Of course, a lot has changed since 2020. Back then some in my Lower Manhattan co-op suggested giving fines to anyone who didn’t follow the board’s new protocols such as masking in public areas. Some wanted to be alerted when a neighbor was infected. Fears were calmed as COVID antibodies proliferated and COVID fatigue spread. Over time, shareholders were seeking — and finding— a renewed level of trust in each other. More than the policies posted throughout the building, we were relying on each other to be responsible and act in everyone’s best interest. 


That didn’t mean everyone was happy about it.

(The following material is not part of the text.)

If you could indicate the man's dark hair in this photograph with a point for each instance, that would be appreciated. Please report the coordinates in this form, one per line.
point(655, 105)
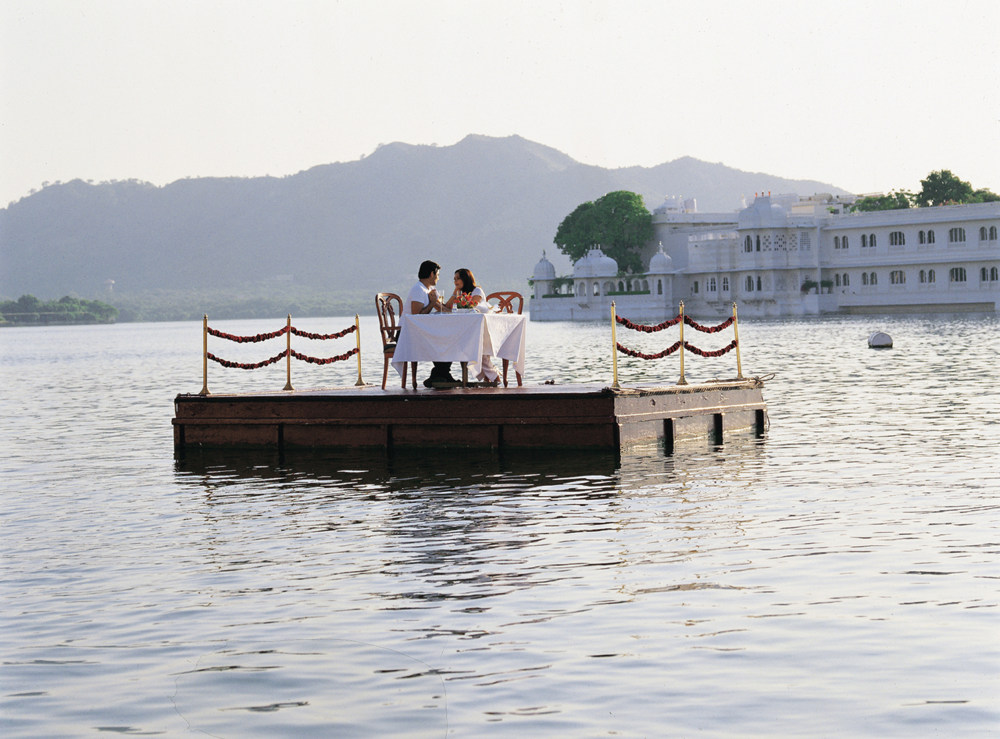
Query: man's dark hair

Our newest, youngest shareholder, for whom no rule was enough, sold his unit and moved away. But by the end of Year 2, when the last of the signs depicting a sad masked face were peeled off our front door, lobby walls and the elevator panels, we returned to the pre-pandemic ethic of good will and managing our own risks. Today, some shareholders still take the fire stairs instead of the elevator. Some still mask in public spaces. Some are vaccinated, some are not. Some are boosted, some are not. For the most part, we’ve stopped talking about it.


And then I tested positive.


Thankfully for most people, myself included, the virus is now less aggressive. While I’m no more congested than when I’m in the same room as that cat, I knew I posed a risk to others who might suffer a far worse reaction to the virus. That meant I needed to isolate, so I squirreled myself away in the den to protect my husband and everyone else. Just as in 2020, I flicked on the television and searched for my pandemic companions: British detectives, spies and soldiers. At the same time, I looked up the Centers For Disease Control and Prevention for the latest guidance. According to the CDC, I could safely isolate outdoors as long as I wore a high-quality mask. I still had plenty of those in the storage room on the COVID-19 shelf next to dusty boxes of latex-free gloves, disinfectant spray, hand sanitizer, decongestants, a thermometer, a pulse oximeter and just-in-case-the-stores-run-out-again toilet paper, paper towels and cans of chicken noodle soup.


The familiar opening notes of my 2020 favorite television drama, “Foyle’s War,” sealed the deal. No, I said to absolutely no one, this time is going to be different. The sun was shining. The temperature was cool but not cold. I didn’t want to help fictional Brits solve murders. I wanted to go outside. If it’s OK with the CDC, then I was determined to spend part of my five to 10 days of isolation bundled up, double-high-quality masked up, walking in Hudson River Park.


The first hurdle was getting out of the building undetected by my neighbors. I knew I wasn’t putting anyone at risk, but the fears and suspicions that accompanied the first lockdown weighed on me. In my building, if the gossip machine hadn’t already alerted everyone that I’d contracted COVID-19, seeing me double-masked in the lobby would be a giveaway. After all we’d been through as a community, I didn’t want anyone to mistakenly think I was being careless. I didn’t want to be marked lousy.


Rather than take the elevator, I went down the fire stairwell, calling out first to make sure no one was inside. Then I scampered through the lobby and headed for the front door. Almost home free, I reached for the handle only to find the door already opening from the other side. A fellow shareholder was coming in. She had been one of the more vocal proponents for keeping restrictions in place. I held my breath as she paused a beat to look at my double masks. Then, instead of stepping far back and glaring or, worse, questioning my judgment, my neighbor held the door for me and smiled as I passed. “Feel better,” she said.